Bonnard utilise la détrempe pour donner l’effet de matité recherché par les Nabis dans leurs peintures décoratives.
Le bac de l’arbre et les marches sont travaillés à la manière de la peinture à l’encre. Les lignes épousent les formes peintes en aplats. Bonnard a un sens très sûr du dessin et de la composition. La couche très délayée éloigne les éléments du fond.
Analyse
Bonnard le peintre poète le peintre du bonheur
En entrant dans la complicité de Bonnard, le spectateur atteint l’état de grâce de l’enfant qui voit les êtres et la nature à l’image du bonheur.
Il se dégage de cette toile un charme infini.
De sa période Nabi Bonnard retient l’œuvre de Gauguin avec ses couleurs sublimées et ses sujets aux formes simplifiées.
Bonnard représente souvent une réalité revisitée par son imagination.
Il écrit : « …avant de peindre, je réfléchis. Je rêve ».
L’enfant au pâté de sable est un moment suspendu de ce rêve.
Le 25-10-1931 Bonnard écrit : « tout l’effet pictural doit être donné par des équivalents de dessins. Avant de mettre une coloration il faut voir les choses une fois, ou les voir mille ».
Bonnard ne travaille pas sur le motif, mais presque toujours dans l’atelier, à partir de ses souvenirs. Aussi n’est-ce pas l’instant tel qu’il le voit qu’il cherche à représenter, mais plutôt l’instant tel qu’il l’a intensément ressenti.
Il fait vibrer et palpiter ses couleurs et ses dessins.
Le 16-02-1932 Bonnard écrit : « …la beauté c’est la satisfaction de la vision ».
Bonnard est un peintre du bonheur.
Son regard sur la peinture est tenu par une perception émotionnelle.
Pour Bonnard l’émotion est gage d’authenticité.
Bonnard est un peintre poète.
Il aide à croire en la beauté, ce ravissement fragile qui naît au contact du vivant dans sa simplicité, son élan.
C’est la fraîcheur de cette rencontre avec le monde que le peintre cherche à transcrire dans L’enfant au pâté de sable
Ainsi le tableau devient un poème.
Conclusion
Bonnard, comme Vuillard et ses amis Nabis a cherché à exprimer l’inexprimable, à « sentir » les choses Suivant les conseils de Cézanne qu’il admirait pour son indépendance.
Bonnard s’abroge du réalisme et de la ressemblance pour exprimer une vie intérieure.
Il poursuivra toute sa vie un but silencieux :
Bonnard écrit en 1946 : « il ne s’agit pas de peindre la vie.

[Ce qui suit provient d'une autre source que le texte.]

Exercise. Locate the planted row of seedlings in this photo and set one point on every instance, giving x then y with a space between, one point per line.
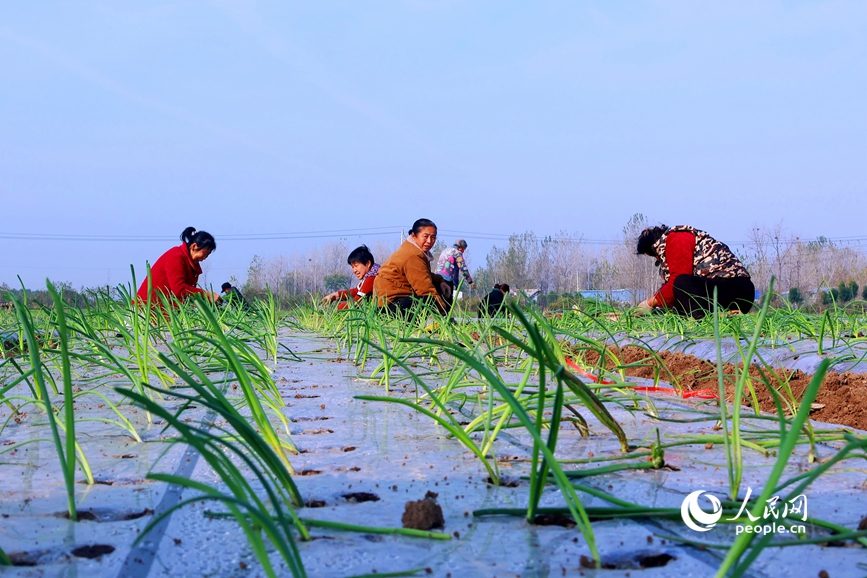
523 373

Il s’agit de rendre vivante la peinture ».
Il retouche inlassablement ses toiles comme s’il ne pouvait se résoudre à l’achèvement de la peinture.
« j’espère que ma peinture tiendra sans craquelures. Je voudrais arriver devant les jeunes peintres de l’an 2000 avec des ailes de papillon ».
Par sa fantaisie et le magnétisme de sa sensibilité, par sa variété chromatique, la peinture de Pierre Bonnard est exceptionnelle dans l’Art d’aujourd’hui.